I might be a very small woman, but my appetite is equivalent to that of a giant. Therefore, the one critique I have against pastéis de nata is that they are way too small. So if you are like me, head over to Pato Real to try the much bigger version of the custard tarts they call natões. The Pato Real restaurant/pastelaria is most famous for their oversized pastéis that are sold for only 80 cent! They are located between the Faculty of Social and Human Sciences, and the Calouste Gulbenkian Foundation.
Want to flaunt your baking skills or just learn how to make pastéis de nata at home? Make your way over to the Batanha pastelaria where they offer workshops everyday, between 5pm and 7pm for groups of ten people. Whether you are a beginner baker or the next Julia Child, all levels are welcome. After all, there is nothing better than that feeling of eating something you so proudly made yourself. Step inside Jõao’s kitchen, where the fifth generation baker will teach you how to make the third best pastel de nata in Lisbon, using the same family recipe passed down over four generations. The workshops are given in English, Spanish, French and Portuguese. You can save your spot in the next atelier by sending an email at firstname.lastname@example.org or via Airbnb Experiences. At the end of the day, savour the result of your hard work with some coffee, tea or ginjinha cherry liquor, and a conversation with the baker.
The Pastelaria Batalha also offers vegan pastéis de nata, but if you want to be completely sure your pastry wasn’t exposed to non-vegan products, you should try VeganNata. It is the first brand to make the vegan version of the traditional sweet, which is also certified by V-Label Portugal and has the European Vegetarian Union stamp. Bonus point! The shop located Rua Quatro de Infantry 29D, only has biodegradable utensils and cups so you can eat your vegan pastel de nata and sip your bica knowing you are not harming the environment or any animals. You can also find the vegan brand in the historic coffee shop A Carioca, in Chiado.
If you want to eat your way through the city without feeling guilty about all the calories you’ve just put in your body, head down to the Cais do Sodré district. There you will find the Zarzuela bakery that boasts their traditional Portuguese pastries, all gluten-free, dairy-free, and sugar-free! It almost doesn’t sound Portuguese anymore when you take out all those ingredients… but it tastes like the real deal. The bakery is also certified by the Portuguese Celiac Association (APC), a nonprofit organisation that provides services and support to celiac disease victims.

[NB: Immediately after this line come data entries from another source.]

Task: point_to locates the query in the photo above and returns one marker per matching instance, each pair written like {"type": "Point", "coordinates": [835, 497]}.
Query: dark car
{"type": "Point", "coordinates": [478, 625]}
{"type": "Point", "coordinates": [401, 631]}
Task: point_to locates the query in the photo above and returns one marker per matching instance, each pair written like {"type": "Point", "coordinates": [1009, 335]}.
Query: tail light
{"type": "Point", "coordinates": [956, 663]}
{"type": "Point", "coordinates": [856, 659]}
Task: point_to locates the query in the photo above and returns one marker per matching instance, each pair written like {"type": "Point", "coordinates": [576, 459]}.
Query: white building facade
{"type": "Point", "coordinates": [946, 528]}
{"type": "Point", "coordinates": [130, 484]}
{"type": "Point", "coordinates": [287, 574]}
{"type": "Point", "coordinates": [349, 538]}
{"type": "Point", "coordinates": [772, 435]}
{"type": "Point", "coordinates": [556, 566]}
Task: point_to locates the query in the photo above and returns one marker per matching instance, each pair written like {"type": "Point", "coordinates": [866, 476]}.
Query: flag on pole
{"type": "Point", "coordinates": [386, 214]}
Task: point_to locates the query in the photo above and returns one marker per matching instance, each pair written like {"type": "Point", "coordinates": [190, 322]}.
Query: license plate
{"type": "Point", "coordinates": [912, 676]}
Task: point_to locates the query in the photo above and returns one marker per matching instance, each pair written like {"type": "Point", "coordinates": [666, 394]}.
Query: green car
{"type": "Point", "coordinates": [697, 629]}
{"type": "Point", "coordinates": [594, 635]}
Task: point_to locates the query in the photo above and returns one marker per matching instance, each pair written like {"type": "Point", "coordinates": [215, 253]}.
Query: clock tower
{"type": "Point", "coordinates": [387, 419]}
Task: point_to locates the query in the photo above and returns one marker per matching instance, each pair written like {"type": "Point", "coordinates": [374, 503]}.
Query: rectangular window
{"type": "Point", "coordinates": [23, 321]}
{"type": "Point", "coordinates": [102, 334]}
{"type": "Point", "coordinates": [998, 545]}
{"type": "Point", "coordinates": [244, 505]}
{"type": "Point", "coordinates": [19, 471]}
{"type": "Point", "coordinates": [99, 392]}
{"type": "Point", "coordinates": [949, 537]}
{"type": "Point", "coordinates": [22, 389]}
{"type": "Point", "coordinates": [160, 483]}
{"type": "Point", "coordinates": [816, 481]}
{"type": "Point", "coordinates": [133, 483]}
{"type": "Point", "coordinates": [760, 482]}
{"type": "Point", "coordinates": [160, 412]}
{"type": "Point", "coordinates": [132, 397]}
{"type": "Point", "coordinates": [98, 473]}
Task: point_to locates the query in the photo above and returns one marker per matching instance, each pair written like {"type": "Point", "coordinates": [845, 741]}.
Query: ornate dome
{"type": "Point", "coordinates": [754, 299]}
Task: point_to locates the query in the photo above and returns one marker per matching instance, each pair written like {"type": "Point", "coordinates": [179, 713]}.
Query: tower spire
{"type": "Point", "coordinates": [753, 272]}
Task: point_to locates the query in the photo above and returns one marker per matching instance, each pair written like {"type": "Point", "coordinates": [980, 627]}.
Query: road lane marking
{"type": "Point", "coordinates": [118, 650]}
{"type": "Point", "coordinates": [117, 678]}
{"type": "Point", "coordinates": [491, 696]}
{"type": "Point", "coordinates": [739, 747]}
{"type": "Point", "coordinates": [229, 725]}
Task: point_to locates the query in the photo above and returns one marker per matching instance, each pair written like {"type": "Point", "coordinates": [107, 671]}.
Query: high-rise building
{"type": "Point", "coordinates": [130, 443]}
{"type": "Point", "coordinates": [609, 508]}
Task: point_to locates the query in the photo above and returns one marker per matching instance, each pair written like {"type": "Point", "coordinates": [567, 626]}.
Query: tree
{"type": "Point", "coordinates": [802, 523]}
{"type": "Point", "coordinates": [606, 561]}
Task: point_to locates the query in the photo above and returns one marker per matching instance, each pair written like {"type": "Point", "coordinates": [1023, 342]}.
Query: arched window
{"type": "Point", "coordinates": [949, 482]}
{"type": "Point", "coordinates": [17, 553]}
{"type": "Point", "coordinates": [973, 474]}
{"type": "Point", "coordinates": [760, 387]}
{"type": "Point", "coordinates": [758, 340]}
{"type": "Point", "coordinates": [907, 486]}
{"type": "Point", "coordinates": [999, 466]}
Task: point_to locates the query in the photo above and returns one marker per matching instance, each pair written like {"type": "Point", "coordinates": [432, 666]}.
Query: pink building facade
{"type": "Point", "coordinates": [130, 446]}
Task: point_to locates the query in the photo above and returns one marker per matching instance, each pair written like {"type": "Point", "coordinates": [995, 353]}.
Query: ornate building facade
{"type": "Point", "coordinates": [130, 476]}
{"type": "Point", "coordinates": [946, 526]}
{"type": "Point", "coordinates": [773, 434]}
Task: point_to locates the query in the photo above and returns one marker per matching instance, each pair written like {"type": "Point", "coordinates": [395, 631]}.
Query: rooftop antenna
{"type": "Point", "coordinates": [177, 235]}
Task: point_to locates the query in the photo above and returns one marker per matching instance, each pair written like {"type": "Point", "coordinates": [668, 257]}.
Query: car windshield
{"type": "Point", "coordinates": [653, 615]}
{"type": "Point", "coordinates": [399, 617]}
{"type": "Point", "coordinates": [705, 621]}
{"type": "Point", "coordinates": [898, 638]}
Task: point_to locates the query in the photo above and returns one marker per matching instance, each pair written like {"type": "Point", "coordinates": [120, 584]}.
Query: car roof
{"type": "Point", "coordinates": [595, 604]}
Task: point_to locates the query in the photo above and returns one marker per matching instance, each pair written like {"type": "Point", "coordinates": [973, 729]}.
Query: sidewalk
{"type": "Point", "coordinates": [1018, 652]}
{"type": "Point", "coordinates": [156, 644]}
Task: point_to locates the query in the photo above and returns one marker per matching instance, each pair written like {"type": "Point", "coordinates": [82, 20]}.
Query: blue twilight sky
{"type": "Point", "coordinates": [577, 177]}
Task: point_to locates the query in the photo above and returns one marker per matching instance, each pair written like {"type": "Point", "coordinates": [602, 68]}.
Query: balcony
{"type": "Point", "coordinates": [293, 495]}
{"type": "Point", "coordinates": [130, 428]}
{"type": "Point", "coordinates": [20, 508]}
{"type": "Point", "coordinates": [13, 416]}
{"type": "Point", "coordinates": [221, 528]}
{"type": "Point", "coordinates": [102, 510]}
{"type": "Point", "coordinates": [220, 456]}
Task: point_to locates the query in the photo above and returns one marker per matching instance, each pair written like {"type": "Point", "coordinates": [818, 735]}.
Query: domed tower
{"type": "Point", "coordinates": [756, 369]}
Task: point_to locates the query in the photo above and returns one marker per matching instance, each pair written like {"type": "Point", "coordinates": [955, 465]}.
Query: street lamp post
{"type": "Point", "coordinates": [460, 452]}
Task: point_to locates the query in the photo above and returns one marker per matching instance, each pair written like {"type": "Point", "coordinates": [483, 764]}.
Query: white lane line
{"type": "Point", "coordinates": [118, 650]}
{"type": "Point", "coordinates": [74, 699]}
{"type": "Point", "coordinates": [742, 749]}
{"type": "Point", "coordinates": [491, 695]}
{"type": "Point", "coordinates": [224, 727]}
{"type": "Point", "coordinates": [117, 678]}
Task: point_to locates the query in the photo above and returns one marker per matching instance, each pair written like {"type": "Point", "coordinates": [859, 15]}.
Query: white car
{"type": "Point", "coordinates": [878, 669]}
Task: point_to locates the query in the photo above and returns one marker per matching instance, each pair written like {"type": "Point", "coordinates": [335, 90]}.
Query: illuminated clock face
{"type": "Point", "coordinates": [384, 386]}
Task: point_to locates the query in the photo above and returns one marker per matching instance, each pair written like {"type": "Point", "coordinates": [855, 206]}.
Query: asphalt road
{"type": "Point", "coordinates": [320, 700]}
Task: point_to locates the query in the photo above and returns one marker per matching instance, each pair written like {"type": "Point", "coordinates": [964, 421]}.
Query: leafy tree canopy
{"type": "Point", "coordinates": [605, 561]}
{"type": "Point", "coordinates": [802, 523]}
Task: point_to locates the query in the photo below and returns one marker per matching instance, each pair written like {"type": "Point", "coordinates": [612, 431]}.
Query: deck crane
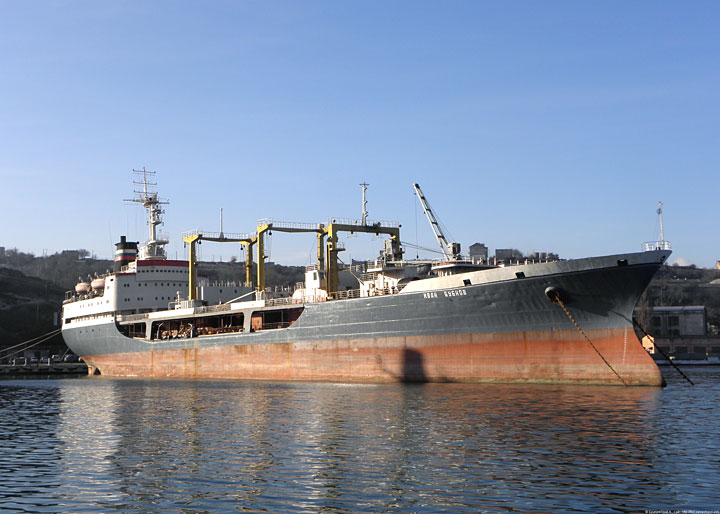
{"type": "Point", "coordinates": [451, 251]}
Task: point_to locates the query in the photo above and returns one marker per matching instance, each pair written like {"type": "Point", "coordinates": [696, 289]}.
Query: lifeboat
{"type": "Point", "coordinates": [83, 288]}
{"type": "Point", "coordinates": [98, 284]}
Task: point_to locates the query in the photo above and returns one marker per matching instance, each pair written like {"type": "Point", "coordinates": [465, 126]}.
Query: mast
{"type": "Point", "coordinates": [364, 204]}
{"type": "Point", "coordinates": [146, 195]}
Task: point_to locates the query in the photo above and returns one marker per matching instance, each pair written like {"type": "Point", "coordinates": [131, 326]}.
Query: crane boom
{"type": "Point", "coordinates": [449, 250]}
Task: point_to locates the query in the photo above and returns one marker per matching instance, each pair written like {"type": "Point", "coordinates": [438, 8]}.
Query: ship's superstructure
{"type": "Point", "coordinates": [452, 320]}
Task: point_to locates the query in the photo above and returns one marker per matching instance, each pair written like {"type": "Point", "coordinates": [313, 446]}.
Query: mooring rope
{"type": "Point", "coordinates": [561, 304]}
{"type": "Point", "coordinates": [42, 338]}
{"type": "Point", "coordinates": [661, 351]}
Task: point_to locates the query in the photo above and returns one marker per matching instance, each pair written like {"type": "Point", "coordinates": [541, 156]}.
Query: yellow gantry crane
{"type": "Point", "coordinates": [267, 225]}
{"type": "Point", "coordinates": [195, 236]}
{"type": "Point", "coordinates": [327, 255]}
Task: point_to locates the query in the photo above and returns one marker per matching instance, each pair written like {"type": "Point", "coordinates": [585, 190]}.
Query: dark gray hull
{"type": "Point", "coordinates": [460, 328]}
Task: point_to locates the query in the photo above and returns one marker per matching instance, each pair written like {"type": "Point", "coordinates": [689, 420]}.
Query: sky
{"type": "Point", "coordinates": [542, 126]}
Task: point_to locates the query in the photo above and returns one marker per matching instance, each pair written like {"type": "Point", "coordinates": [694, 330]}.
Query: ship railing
{"type": "Point", "coordinates": [283, 301]}
{"type": "Point", "coordinates": [279, 324]}
{"type": "Point", "coordinates": [288, 224]}
{"type": "Point", "coordinates": [345, 295]}
{"type": "Point", "coordinates": [216, 235]}
{"type": "Point", "coordinates": [651, 246]}
{"type": "Point", "coordinates": [368, 223]}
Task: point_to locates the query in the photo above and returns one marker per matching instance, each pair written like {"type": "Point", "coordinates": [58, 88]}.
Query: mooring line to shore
{"type": "Point", "coordinates": [661, 351]}
{"type": "Point", "coordinates": [42, 338]}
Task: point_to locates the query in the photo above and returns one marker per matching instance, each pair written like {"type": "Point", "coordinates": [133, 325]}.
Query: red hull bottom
{"type": "Point", "coordinates": [540, 357]}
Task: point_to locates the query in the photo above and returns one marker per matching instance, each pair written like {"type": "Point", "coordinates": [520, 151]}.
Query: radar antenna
{"type": "Point", "coordinates": [146, 195]}
{"type": "Point", "coordinates": [364, 204]}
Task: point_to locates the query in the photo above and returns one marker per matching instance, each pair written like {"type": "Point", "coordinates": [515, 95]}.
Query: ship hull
{"type": "Point", "coordinates": [489, 326]}
{"type": "Point", "coordinates": [537, 357]}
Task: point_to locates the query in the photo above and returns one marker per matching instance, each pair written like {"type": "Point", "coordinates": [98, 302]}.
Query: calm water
{"type": "Point", "coordinates": [102, 445]}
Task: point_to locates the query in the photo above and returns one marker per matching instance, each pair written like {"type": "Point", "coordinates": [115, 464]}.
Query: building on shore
{"type": "Point", "coordinates": [681, 332]}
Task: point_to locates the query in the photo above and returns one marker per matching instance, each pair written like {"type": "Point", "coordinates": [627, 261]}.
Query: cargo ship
{"type": "Point", "coordinates": [563, 321]}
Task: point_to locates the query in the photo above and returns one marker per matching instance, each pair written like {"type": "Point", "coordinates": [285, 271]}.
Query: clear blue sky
{"type": "Point", "coordinates": [550, 126]}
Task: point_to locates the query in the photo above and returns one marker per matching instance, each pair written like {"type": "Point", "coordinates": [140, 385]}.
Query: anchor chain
{"type": "Point", "coordinates": [562, 305]}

Casa do Licor Pastel de Nata
What happens when you mix a traditional Portuguese breakfast - which is a pastel de nata and a coffee - with some vodka and ice in a cocktail shaker? You get deliciousness in a cup (with a little cinnamon sprinkled on top). Maybe you are familiar with the famous egg custard tart, but if you want to take it to the next level, go to the recently opened Casa do Licor Pastel de Nata in the Bairro Alto district. Creamy and sweet (but not too much), their liquor resembles a Bailey’s with a hint of custard. Once you enter the shop in Largo do Calhariz, I recommend you ask Paulo, who has been bartender/mixologist for seven years, to make you his signature cocktail made with the licor de pastel de nata. It might seem strange at first - but trust me - it is surprisingly tasty and affordable, with cocktails ranging from 6 to 7 euros, and the whole bottle of liquor costs €18.90.